Welcome!
obspyDMT (obspy Data Management Tool) is a command line tool for retrieving, processing and management of massive seismological data in a fully automatic way which can be run in serial or in parallel.
This tool is developed to mainly address the following tasks automatically:
- Retrieval of waveforms (MSEED or SAC), stationXML/response files and metadata from FDSN and ArcLink archives. This could be done in serial or in parallel for single or large requests.
- Supports both event-based and continuous requests.
- Extracting the information of all the events via user-defined options (time span, magnitude, depth and event location) from IRIS.
- Updating existing archives (waveforms, stationXML/response files and metadata).
- Processing the data in serial or in parallel (e.g. removing the trend of the time series, tapering, filtering and Instrument correction).
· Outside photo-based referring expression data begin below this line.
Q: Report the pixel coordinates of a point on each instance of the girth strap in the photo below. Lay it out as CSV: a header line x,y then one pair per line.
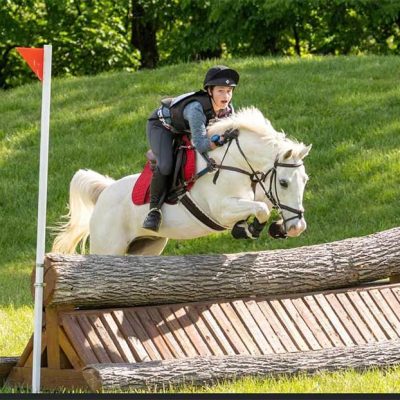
x,y
199,214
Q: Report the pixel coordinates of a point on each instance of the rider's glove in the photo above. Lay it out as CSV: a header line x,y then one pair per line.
x,y
217,140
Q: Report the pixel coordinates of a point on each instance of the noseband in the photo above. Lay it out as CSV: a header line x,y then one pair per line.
x,y
259,177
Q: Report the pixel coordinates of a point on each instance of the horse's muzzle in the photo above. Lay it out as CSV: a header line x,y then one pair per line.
x,y
277,230
297,228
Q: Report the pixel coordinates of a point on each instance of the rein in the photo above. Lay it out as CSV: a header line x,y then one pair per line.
x,y
259,177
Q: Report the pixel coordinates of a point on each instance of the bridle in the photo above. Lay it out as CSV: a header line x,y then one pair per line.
x,y
259,177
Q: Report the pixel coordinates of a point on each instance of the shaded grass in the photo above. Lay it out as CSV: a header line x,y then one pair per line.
x,y
348,107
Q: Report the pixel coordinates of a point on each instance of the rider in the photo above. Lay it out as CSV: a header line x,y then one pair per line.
x,y
188,113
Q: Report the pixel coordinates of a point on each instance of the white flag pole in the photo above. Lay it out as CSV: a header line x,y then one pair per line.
x,y
41,224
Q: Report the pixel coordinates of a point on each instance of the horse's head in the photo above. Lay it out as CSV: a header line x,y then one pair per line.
x,y
275,165
285,185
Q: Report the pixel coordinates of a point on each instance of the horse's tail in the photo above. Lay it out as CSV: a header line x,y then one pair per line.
x,y
85,188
- Management of large seismic datasets.
- Plotting tools (events and/or station locations, ray coverage (event-station pair), epicentral-distance plots for all archived waveforms and seismicity maps).
- Exploring stationXML files by plotting the instrument response for all stages and/or for each stage.
This tutorial has been divided into the following sections:
- How to cite obspyDMT
- Lets get started: install obspyDMT and check your local machine for required dependencies.
- Quick tour: run a quick tour.
- Option types: there are two types of options in obspyDMT: option-1 (with value) and option-2 (without value)
- event-info request: if you are looking for some events and you want to get info about them without downloading waveforms.
- event-based request: retrieve the waveforms, stationXML/response files and meta-data of all the requested stations for all the events found in the archive.
- continuous request: retrieve the waveforms, stationXML/response files and meta-data of all the requested stations and for the requested time span.
- Update: if you want to continue an interrupted request or complete your existing archive.
- Geographical restriction: if you are interested in the events happened in a specific geographical coordinate and/or retrieving the data from the stations in a specific circular or rectangular bounding area.
- Instrument correction: applying instrument correction to raw counts using stationXML/response files.
- Parallel retrieving and processing: send the requests and/or process the data in parallel. This section introduces some options (bulk and parallel retrieving and processing) to speed-up the whole procedure.
- Plot: for an existing archive, you can plot all the events and/or all the stations, ray path for event-station pairs and epicentral-distance/time for the waveforms using GMT-5 or basemap tools.
- Explore stationXML file: how to explore and analyze different stages available in a stationXML file.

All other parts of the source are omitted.